Mexiko veröffentlicht Trumps «geheimes Abkommen»

Die Zusatzvereinbarung sieht mögliche Änderungen am Asylgesetz vor.

Mexiko hat die geheime Vereinbarung veröffentlicht: Donald Trump hielt es am Dienstag zusammengefaltet vor die Kameras. (11. Juni 2019)

Mexiko hat die geheime Vereinbarung veröffentlicht: Donald Trump hielt es am Dienstag zusammengefaltet vor die Kameras. (11. Juni 2019)

(Bild: AFP Jim Watson)

Mexiko hat ein Dokument veröffentlicht, dass US-Präsident Donald Trump zuvor der Presse als geheimes Zusatzabkommen zur Migrationsvereinbarung präsentiert hatte. Das Abkommen sieht eine weitere, «bindende» bilaterale Vereinbarung zum Thema Flucht und Migration vor.
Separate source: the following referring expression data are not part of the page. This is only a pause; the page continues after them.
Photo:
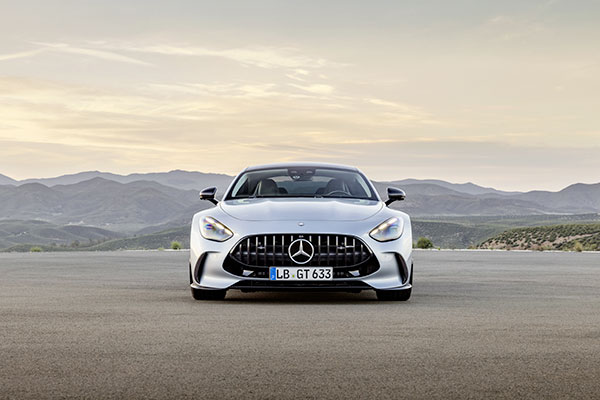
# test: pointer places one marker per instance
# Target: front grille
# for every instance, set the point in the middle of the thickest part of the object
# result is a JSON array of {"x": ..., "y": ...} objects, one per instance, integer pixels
[
  {"x": 329, "y": 250},
  {"x": 252, "y": 256}
]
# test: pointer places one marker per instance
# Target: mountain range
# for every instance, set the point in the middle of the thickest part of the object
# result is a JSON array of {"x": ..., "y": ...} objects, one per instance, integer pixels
[{"x": 142, "y": 204}]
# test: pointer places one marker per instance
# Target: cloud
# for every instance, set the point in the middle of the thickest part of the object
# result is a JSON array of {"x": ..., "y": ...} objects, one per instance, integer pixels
[
  {"x": 22, "y": 54},
  {"x": 105, "y": 55},
  {"x": 315, "y": 88},
  {"x": 258, "y": 56},
  {"x": 66, "y": 48}
]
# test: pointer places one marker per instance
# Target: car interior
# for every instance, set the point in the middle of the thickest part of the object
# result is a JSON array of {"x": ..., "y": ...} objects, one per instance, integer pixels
[{"x": 302, "y": 183}]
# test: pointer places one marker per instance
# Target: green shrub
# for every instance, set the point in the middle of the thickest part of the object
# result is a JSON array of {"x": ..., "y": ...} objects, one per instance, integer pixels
[{"x": 424, "y": 243}]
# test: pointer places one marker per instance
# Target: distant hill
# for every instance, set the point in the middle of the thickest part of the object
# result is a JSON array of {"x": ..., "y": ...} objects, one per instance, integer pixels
[
  {"x": 184, "y": 180},
  {"x": 103, "y": 203},
  {"x": 13, "y": 232},
  {"x": 156, "y": 201},
  {"x": 144, "y": 242},
  {"x": 468, "y": 188},
  {"x": 576, "y": 237},
  {"x": 577, "y": 198}
]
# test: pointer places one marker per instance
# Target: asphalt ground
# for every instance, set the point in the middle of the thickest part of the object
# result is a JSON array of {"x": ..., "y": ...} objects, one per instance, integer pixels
[{"x": 124, "y": 325}]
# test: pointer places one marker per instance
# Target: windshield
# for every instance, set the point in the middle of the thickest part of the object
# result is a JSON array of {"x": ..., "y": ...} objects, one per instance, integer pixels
[{"x": 302, "y": 182}]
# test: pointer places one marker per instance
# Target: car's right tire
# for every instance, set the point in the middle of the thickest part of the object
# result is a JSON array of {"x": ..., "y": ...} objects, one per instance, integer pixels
[
  {"x": 393, "y": 295},
  {"x": 202, "y": 294}
]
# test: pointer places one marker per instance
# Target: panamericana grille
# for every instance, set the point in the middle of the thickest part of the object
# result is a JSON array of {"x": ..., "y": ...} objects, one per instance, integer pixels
[{"x": 336, "y": 251}]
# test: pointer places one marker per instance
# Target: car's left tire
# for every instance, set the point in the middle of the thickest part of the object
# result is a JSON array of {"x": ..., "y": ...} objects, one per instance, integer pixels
[
  {"x": 393, "y": 295},
  {"x": 201, "y": 294}
]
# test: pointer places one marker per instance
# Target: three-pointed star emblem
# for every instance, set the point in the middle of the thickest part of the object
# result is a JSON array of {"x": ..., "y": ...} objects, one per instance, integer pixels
[{"x": 301, "y": 251}]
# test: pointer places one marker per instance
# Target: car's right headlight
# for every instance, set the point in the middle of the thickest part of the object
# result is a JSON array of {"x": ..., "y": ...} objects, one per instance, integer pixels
[
  {"x": 388, "y": 230},
  {"x": 212, "y": 229}
]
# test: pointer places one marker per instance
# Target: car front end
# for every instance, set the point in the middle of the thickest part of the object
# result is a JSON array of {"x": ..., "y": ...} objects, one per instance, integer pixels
[{"x": 301, "y": 243}]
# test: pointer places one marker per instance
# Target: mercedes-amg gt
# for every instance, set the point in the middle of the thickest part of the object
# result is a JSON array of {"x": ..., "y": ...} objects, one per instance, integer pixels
[{"x": 301, "y": 226}]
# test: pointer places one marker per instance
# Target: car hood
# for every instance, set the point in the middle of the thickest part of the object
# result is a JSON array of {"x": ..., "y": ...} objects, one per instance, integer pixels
[{"x": 313, "y": 209}]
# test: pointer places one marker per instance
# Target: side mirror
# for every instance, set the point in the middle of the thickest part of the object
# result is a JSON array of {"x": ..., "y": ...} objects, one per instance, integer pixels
[
  {"x": 209, "y": 194},
  {"x": 395, "y": 194}
]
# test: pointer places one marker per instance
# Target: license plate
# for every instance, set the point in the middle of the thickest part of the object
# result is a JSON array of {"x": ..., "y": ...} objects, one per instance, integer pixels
[{"x": 300, "y": 274}]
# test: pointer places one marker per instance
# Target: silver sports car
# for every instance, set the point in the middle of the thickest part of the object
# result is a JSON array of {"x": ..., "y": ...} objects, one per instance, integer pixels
[{"x": 301, "y": 226}]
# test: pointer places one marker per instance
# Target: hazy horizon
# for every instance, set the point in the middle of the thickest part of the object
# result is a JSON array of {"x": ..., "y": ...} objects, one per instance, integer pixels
[{"x": 503, "y": 95}]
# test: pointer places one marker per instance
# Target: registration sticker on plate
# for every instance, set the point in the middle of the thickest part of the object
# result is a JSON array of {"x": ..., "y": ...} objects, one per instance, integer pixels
[{"x": 300, "y": 274}]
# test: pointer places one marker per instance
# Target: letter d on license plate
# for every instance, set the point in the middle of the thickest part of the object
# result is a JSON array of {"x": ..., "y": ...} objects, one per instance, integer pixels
[{"x": 300, "y": 273}]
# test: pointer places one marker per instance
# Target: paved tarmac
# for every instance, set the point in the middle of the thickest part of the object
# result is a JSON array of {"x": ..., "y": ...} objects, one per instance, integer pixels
[{"x": 124, "y": 325}]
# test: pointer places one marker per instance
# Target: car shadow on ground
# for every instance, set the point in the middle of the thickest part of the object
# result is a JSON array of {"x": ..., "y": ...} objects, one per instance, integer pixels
[{"x": 364, "y": 297}]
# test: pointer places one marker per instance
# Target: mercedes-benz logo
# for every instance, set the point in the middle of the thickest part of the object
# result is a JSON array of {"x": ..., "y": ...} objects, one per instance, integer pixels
[{"x": 301, "y": 251}]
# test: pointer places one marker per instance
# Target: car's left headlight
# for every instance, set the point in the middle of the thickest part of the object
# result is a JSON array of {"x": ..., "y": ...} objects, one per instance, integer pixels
[
  {"x": 212, "y": 229},
  {"x": 390, "y": 229}
]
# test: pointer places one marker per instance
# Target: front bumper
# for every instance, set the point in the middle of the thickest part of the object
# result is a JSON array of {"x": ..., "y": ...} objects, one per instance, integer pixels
[{"x": 207, "y": 259}]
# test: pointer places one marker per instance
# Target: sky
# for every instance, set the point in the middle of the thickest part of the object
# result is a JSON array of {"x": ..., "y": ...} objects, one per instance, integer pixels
[{"x": 502, "y": 94}]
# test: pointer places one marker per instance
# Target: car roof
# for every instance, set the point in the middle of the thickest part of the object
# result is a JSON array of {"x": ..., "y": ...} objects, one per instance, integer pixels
[{"x": 300, "y": 164}]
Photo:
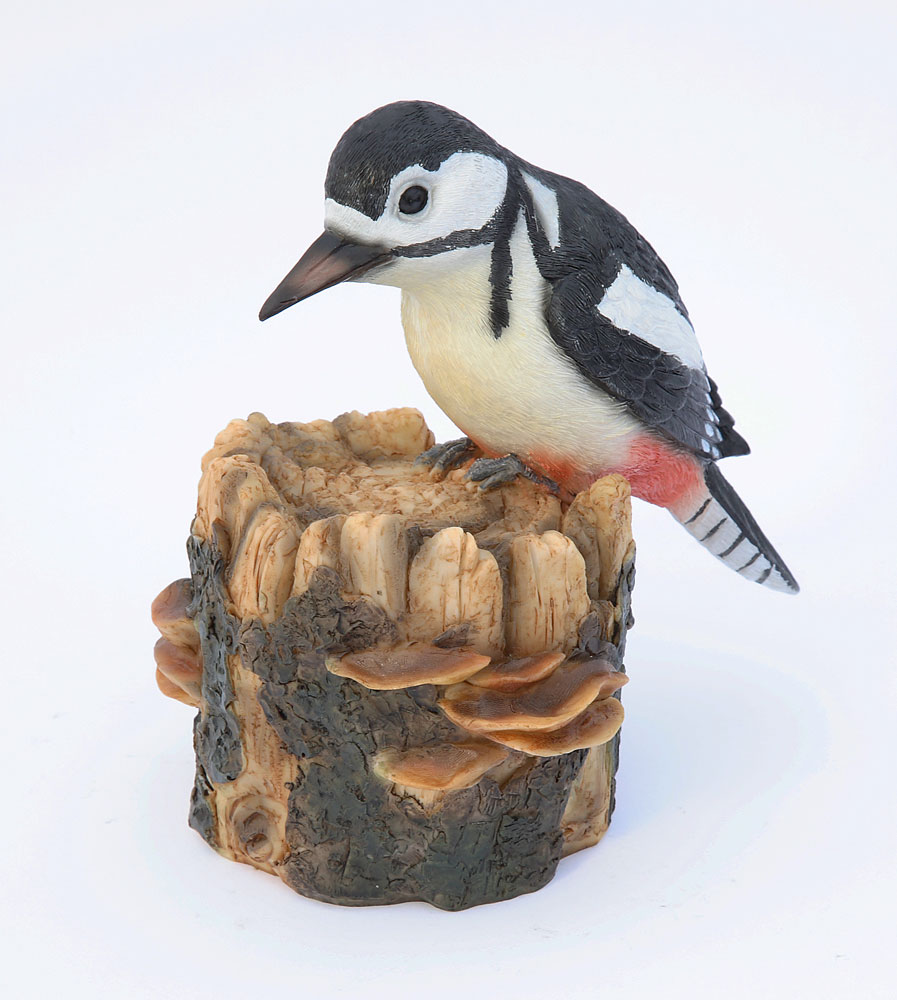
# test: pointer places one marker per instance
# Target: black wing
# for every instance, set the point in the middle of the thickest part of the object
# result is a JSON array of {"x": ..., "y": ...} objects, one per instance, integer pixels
[{"x": 675, "y": 400}]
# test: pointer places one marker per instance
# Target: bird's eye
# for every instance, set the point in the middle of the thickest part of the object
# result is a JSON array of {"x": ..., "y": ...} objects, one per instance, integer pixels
[{"x": 413, "y": 200}]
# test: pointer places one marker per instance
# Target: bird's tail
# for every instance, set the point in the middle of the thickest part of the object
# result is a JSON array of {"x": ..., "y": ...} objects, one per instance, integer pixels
[{"x": 724, "y": 526}]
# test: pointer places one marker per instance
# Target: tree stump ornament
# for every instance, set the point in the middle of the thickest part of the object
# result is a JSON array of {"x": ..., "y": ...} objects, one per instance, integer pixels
[{"x": 407, "y": 689}]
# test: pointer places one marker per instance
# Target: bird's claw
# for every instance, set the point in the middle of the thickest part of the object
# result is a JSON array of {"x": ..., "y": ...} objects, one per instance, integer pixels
[
  {"x": 442, "y": 458},
  {"x": 493, "y": 472}
]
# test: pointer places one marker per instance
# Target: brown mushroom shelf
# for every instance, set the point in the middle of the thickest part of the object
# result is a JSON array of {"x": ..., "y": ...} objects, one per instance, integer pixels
[{"x": 407, "y": 689}]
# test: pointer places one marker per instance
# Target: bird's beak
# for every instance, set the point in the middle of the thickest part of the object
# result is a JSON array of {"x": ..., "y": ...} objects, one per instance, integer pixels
[{"x": 327, "y": 262}]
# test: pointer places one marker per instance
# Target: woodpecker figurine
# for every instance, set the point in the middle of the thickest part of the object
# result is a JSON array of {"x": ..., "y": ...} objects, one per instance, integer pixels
[{"x": 540, "y": 321}]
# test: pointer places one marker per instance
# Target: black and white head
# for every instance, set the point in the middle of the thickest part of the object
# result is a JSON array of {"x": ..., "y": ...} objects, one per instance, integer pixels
[{"x": 409, "y": 188}]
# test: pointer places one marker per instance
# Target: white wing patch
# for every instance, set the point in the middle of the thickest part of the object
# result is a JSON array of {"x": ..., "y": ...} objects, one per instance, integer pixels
[
  {"x": 545, "y": 202},
  {"x": 634, "y": 306}
]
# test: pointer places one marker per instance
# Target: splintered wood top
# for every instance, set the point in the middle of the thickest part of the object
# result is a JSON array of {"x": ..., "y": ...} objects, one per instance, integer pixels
[{"x": 365, "y": 462}]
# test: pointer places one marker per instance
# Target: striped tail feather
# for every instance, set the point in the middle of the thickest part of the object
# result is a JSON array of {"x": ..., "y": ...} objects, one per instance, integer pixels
[{"x": 726, "y": 528}]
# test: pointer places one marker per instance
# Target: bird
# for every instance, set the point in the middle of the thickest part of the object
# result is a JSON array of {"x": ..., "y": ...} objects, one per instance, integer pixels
[{"x": 540, "y": 321}]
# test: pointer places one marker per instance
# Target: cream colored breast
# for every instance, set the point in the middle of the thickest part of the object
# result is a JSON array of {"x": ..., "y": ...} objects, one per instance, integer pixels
[{"x": 515, "y": 393}]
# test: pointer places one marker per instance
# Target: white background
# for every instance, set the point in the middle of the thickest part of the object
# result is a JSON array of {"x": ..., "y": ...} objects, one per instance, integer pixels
[{"x": 162, "y": 169}]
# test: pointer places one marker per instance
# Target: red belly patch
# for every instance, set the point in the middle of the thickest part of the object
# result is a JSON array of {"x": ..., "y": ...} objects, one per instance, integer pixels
[{"x": 660, "y": 474}]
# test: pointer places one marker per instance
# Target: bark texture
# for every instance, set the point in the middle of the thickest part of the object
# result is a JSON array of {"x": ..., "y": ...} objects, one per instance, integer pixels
[{"x": 407, "y": 689}]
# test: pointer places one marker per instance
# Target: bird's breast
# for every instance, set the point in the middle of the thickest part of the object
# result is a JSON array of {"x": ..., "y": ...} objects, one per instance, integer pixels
[{"x": 516, "y": 392}]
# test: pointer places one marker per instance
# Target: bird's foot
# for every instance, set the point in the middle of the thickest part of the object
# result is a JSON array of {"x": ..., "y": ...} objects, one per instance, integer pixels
[
  {"x": 442, "y": 458},
  {"x": 493, "y": 472}
]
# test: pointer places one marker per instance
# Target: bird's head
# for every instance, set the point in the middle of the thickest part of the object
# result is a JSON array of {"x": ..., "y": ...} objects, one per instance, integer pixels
[{"x": 409, "y": 188}]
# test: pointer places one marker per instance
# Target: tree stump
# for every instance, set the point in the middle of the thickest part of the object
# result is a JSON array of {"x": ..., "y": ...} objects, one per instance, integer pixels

Mexiko soll laut dem am Freitag präsentierten Dokument im Prinzip der Rücknahme von Flüchtlingen aus Drittländern zustimmen, die über sein Territorium in die USA gelangt sind.

Präsident Trump hatte wiederholt angedeutet, dass es noch ein weiteres Geheimabkommen mit Mexiko gebe. Am Dienstag zog er es in Papierform aus seiner Tasche und hielt es demonstrativ in die Höhe, als er Fragen von Journalisten zu den Inhalten der am 7. Juni mit Mexiko erzielten Einigung beantwortete.

45-tätige Frist

Das von Rechtsberatern der Aussenministerien beider Länder unterzeichnete Dokument setzt Mexiko eine Frist von 45 Tagen, um die Migration einzuschränken. Sollte dies nicht in ausreichendem Masse gelingen, muss die mexikanische Regierung «alle notwendigen Schritte» unternehmen, um die zusätzliche bilaterale Vereinbarung in Kraft zu setzen.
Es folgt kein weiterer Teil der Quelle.